Früherkennung von Gallengangkrebs bei PSC: Bald könnte schon eine Urinprobe reichen
Patientinnen und Patienten mit primär sklerosierender Cholangitis (PSC) haben ein deutlich erhöhtes Risiko, an einem Cholangiokarzinom (Gallengangskrebs) zu erkranken. Bisher ist eine Früherkennung schwierig. Nun deuten Forschungen an der Medizinischen Hochschule Hannover auf eine Lösung hin: Eine gezielte Analyse von Eiweißmustern in Urinproben könnte helfen.
Da Gallengangkrebs schwierig zu behandeln ist, ist die Früherkennung besonders wichtig. Aber sie ist gerade bei PSC-Patienten nicht einfach: Denn Verengungen der Gallengänge, die in bildgebenden Verfahren sichtbar werden, können ein Fortschreiten der PSC, aber auch eine Krebserkrankung anzeigen; bei der Entnahme von Gewebeproben kann der Untersucher entartete Zellen verfehlen; und auch der Wert des Tumormarkers CA 19-9 steigt nicht nur im Falle eines Tumors, sondern auch bei einer PSC-typischen Entzündung der Gallengänge an.
Vor kurzem hatte eine Gruppe von Forschern der Medizinischen Hochschule Hannover erste Ergebnisse vorgelegt, mit denen sie zeigte, dass es möglich ist, anhand einer Analyse von Eiweißstoffen in Gallensäften eine Krebserkrankung von einer aktiven Entzündung zu unterscheiden.
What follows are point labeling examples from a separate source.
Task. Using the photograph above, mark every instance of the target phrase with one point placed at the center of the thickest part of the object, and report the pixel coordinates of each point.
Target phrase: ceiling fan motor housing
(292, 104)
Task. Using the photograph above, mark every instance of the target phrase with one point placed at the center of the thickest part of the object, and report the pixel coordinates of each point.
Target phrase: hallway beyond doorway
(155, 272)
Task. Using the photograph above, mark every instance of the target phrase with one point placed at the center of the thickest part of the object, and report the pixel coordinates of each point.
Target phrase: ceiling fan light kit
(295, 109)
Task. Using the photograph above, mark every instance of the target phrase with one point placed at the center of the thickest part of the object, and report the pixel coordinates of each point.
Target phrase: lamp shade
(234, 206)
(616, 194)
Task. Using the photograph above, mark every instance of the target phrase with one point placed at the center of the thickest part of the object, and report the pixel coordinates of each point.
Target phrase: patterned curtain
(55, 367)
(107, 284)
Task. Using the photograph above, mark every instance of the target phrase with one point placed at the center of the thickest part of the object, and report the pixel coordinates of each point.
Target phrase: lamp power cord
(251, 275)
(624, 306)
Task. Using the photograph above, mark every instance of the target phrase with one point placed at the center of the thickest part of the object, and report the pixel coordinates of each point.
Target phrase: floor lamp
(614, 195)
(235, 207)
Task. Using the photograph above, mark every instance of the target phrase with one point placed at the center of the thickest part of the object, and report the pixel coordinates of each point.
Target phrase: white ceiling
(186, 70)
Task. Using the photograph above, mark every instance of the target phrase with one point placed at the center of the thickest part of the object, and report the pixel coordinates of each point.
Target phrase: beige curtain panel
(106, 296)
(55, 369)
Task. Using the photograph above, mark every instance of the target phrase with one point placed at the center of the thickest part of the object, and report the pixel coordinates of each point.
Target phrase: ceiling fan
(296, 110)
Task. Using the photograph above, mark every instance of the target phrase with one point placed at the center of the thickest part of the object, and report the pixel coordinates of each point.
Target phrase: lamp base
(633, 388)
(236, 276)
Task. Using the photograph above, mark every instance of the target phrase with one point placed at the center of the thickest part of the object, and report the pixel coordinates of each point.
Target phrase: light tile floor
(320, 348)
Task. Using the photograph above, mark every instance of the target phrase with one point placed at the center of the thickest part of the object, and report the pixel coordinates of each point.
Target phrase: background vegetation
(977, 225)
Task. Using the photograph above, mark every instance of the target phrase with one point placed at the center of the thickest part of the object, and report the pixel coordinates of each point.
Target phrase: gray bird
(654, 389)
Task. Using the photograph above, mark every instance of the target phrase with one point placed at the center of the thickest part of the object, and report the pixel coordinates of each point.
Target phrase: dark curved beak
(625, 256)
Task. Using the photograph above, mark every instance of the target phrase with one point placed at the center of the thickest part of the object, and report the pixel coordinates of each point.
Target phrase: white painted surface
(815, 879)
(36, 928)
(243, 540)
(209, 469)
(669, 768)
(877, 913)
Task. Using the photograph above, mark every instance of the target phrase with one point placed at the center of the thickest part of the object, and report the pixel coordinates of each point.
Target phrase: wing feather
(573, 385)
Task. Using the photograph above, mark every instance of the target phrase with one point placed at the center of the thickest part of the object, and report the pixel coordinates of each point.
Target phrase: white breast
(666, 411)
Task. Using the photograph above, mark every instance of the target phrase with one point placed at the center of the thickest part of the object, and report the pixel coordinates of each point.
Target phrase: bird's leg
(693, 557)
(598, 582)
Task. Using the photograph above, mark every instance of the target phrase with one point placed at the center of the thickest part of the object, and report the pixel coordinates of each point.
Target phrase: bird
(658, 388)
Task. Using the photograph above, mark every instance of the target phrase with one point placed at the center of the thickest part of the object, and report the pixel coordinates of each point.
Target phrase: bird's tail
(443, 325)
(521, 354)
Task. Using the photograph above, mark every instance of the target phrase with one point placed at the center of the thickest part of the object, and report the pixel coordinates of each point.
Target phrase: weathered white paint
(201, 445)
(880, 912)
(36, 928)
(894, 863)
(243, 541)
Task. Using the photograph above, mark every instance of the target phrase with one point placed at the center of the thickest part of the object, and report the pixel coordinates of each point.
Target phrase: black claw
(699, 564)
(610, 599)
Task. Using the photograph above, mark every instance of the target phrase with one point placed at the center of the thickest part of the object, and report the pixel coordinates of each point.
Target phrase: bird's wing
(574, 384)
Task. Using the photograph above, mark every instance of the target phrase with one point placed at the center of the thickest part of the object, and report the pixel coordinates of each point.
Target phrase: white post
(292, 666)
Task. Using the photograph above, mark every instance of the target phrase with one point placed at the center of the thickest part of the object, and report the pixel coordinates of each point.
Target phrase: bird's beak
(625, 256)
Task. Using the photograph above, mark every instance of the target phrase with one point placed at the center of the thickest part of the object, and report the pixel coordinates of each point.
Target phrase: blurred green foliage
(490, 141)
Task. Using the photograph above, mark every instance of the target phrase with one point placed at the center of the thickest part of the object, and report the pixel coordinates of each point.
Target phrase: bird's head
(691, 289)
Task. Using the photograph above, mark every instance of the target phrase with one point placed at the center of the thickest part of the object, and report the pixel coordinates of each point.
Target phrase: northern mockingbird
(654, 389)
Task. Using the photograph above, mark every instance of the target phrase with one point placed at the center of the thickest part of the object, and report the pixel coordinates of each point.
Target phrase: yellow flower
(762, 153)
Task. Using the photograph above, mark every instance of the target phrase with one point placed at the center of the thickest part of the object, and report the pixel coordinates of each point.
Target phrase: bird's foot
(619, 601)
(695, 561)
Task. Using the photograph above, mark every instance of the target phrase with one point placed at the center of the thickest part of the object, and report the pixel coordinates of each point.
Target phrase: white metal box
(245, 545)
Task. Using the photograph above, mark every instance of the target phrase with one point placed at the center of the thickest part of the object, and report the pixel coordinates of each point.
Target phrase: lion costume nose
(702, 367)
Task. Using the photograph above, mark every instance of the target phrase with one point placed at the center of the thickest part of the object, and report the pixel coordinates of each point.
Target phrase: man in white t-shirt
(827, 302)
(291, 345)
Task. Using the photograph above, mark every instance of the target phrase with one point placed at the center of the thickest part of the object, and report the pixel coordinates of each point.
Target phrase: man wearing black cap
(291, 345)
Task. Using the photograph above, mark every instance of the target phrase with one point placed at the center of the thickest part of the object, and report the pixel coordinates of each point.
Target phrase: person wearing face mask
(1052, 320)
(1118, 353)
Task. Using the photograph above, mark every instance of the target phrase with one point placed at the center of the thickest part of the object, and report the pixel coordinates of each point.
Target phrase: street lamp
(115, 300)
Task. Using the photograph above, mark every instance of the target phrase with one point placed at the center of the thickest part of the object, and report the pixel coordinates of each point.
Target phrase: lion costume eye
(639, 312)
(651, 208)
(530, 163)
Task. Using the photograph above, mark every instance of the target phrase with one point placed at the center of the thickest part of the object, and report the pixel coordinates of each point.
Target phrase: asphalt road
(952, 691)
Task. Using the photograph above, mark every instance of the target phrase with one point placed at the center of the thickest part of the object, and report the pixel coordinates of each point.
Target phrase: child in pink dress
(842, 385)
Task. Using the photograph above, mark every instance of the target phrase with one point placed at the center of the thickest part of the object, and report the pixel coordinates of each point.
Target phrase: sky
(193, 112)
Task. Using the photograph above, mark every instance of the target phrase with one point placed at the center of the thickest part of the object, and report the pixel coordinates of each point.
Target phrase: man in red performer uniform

Um Gallensäfte zu gewinnen, ist aber immer noch eine ERCP erforderlich, also eine Untersuchung, bei der ein Gerät bis in die Gallengänge des Körpers vordringt.
Nun legt die Forschergruppe nach: Die Eiweißanalyse soll grundsätzlich auch bei Urinproben funktionieren.
Da sie mit diesem Verfahren wissenschaftliches Neuland betraten, wählten die Wissenschaftler ein mehrstufiges Vorgehen:
In der ersten Phase verglichen sie Urinproben von 14 Patient(inn)en mit Cholangiokarzinom mit 26 Proben von Menschen mit anderen Erkrankungen der Gallengänge, darunter 13 von PSC-Patient(inn)en. Sie suchten nach Eiweißstoffen, die besonders charakteristisch für die Proben der Krebserkrankten waren und wurden fündig.
In der zweiten Phase wurde das entwickelte Peptid-Marker-Modell dann anhand von 123 neuen Urinproben überprüft. Darunter waren 42 Proben von Patient(inn)en mit Cholangiokarzinom, von denen 10 die Krebserkrankung zusätzlich zu einer PSC hatten. Hinzu kamen 45 weitere Proben von Personen mit einer ausschließlichen PSC-Erkrankung und 36 von Personen mit anderen gutartigen Gallenerkrankungen.
Mithilfe der Eiweißuntersuchung (Proteomanalyse) konnten 64 der 81 Nicht-Krebserkrankungen und 35 der 42 Krebserkrankungen zuverlässig erkannt werden, in der zweiten Gruppe alle 10 Fälle der Kombination von PSC und Cholangiokarzinom.
In einer dritten Phase betrachteten die Forscher von den Patient(inn)en, von denen sowohl Urinproben als auch Gallensaftproben vorlagen, beide Probenarten in Kombination. Das war bei jeweils neun Patient(inn)en mit Cholangiokarzinom, neun mit PSC und neun mit anderen gutartigen Gallenerkrankungen möglich und verbesserte die Ergebnisse soweit, dass die Krebserkrankungen vollständig identifiziert werden konnten.
Die Forscher haben auch versucht, einen Bluttest für die Erkennung von Gallengangskrebs zu entwickeln, haben hier aber kein klares Proteinmuster gefunden, da die Werte innerhalb des Blutes zu sehr schwanken.
Sie gehen aber davon aus, dass der Urintest eine neue Möglichkeit darstellt, PSC-Patient(inn)en besser zu überwachen und Gallengangkrebs frühzeitig zu erkennen.
Quelle: Metzger, Jochen / Negm, Ahmed A. / Plentz, Ruben R. / Weismüller, Tobias J. / Wedemeyer, Jochen / Karlsen, Tom H. / Dakna, Mohammed / Mullen, William / Mischak, Harald / Manns, Michael P. / Lankisch, Tim O: Urine proteomic analysis differentiates cholangiocarcinoma from primary sclerosing cholangitis and other benign biliary disorders. In: Gut 2012, doi:10.1136/gutjnl-2012-302047.